The disparity shows how competition has faltered in an opaque market where the costs of care are secret and hospital systems are increasingly consolidated, gaining outsize clout in price negotiations with employers, some experts say.

Because rates are normally a closely held secret between insurers and hospitals, the RAND study reveals a startling first glimpse of how much a broad swath of hospitals are charging private insurers. The lack of transparency, coupled with public outrage over rising hospital bills, has spurred calls for disclosure of the rates negotiated. This is the first time pricing information on a large group of individual hospitals has been made public.

The RAND researchers gathered information on 1,598 hospitals, about a third of the total number in the United States, using 4 million insurance claims from 2015 through 2017. The information was collected from employers, some insurers and state agencies. The study did not identify the employers, but researchers named individual hospitals through the information they obtained, a rare public listing.

The claims included a variety of services, ranging from a hospital stay for heart surgery to an outpatient visit to the emergency room. The researchers compared the claim as it would have been reimbursed by Medicare and what the private insurer paid to determine the overall difference in prices.
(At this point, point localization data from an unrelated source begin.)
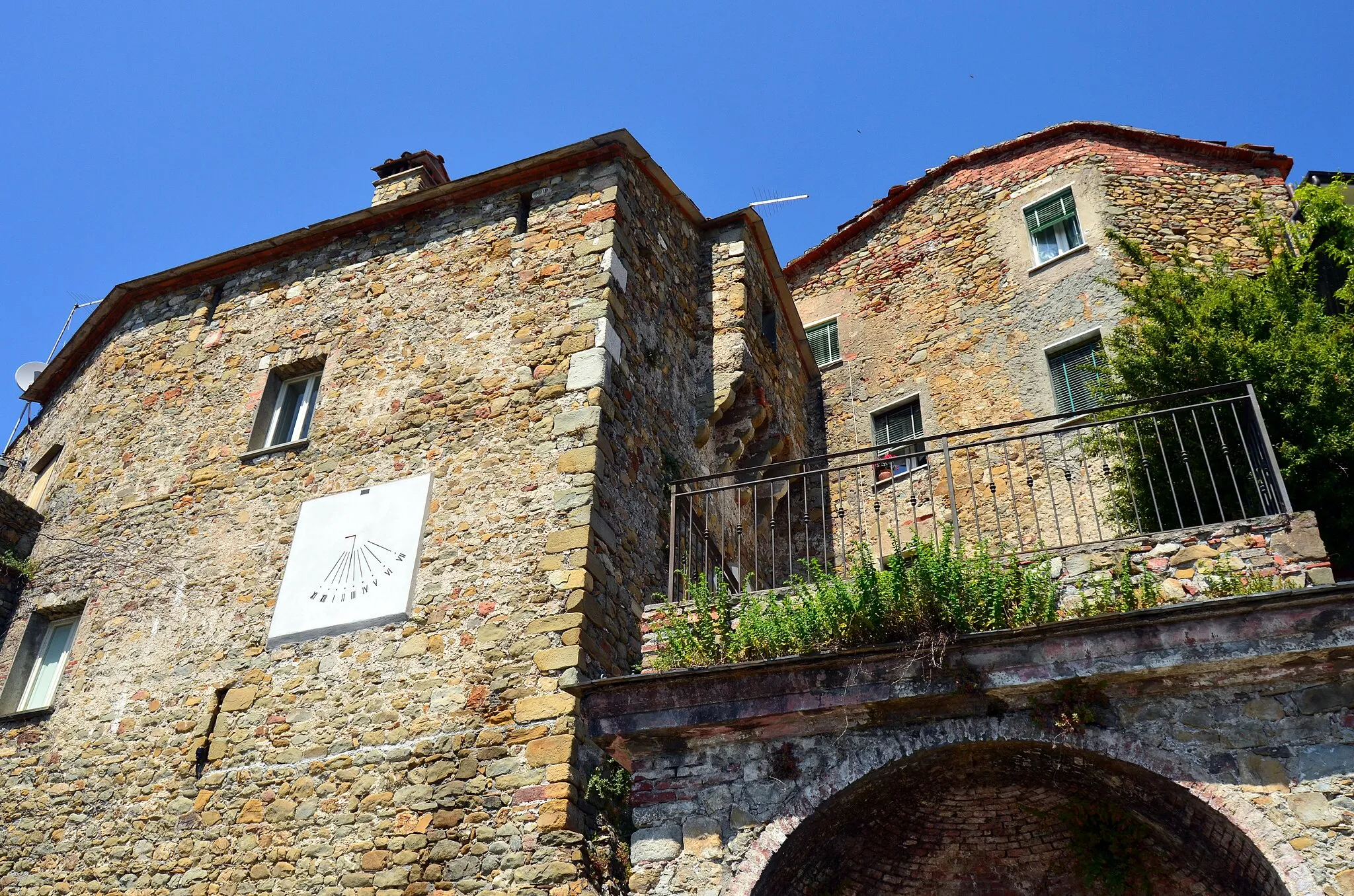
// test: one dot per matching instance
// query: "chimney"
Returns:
(409, 174)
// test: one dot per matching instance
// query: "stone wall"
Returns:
(1222, 727)
(435, 754)
(940, 299)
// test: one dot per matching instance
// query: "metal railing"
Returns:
(1172, 462)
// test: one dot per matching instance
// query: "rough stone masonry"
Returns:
(554, 342)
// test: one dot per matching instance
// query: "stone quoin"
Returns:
(551, 343)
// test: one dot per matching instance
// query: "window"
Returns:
(1076, 374)
(46, 470)
(288, 406)
(822, 343)
(770, 328)
(898, 426)
(523, 213)
(1053, 227)
(37, 669)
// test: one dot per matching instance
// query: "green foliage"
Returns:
(929, 591)
(1289, 330)
(18, 565)
(1073, 706)
(1119, 593)
(1109, 846)
(608, 849)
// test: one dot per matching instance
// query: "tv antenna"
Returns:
(779, 200)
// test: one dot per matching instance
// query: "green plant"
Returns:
(1071, 707)
(1289, 330)
(1109, 845)
(608, 848)
(1119, 593)
(924, 592)
(20, 566)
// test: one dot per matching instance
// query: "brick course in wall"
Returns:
(434, 755)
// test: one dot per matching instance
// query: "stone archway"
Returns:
(983, 819)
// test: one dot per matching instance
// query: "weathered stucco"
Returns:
(1244, 703)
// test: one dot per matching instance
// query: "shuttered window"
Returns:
(1054, 228)
(898, 426)
(822, 343)
(1076, 373)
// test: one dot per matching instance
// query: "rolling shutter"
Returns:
(1051, 211)
(822, 343)
(899, 424)
(1076, 373)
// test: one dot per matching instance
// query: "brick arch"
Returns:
(1001, 777)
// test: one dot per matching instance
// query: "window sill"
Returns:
(1058, 258)
(271, 450)
(27, 714)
In New York and Pennsylvania, private prices were less than two times the Medicare rates. Indiana, which has the highest private prices among the 25 states analyzed, pays roughly three times what Medicare does.

Insurers say they are motivated to keep hospital prices low and point to the battles they sometimes have over whether a high-priced system will be in their networks.

One outlier was Michigan, where private prices run about 1.5 times Medicare rates. The auto industry and unions that represent autoworkers have put pressure on the major Blue Cross plan to hold hospital prices down.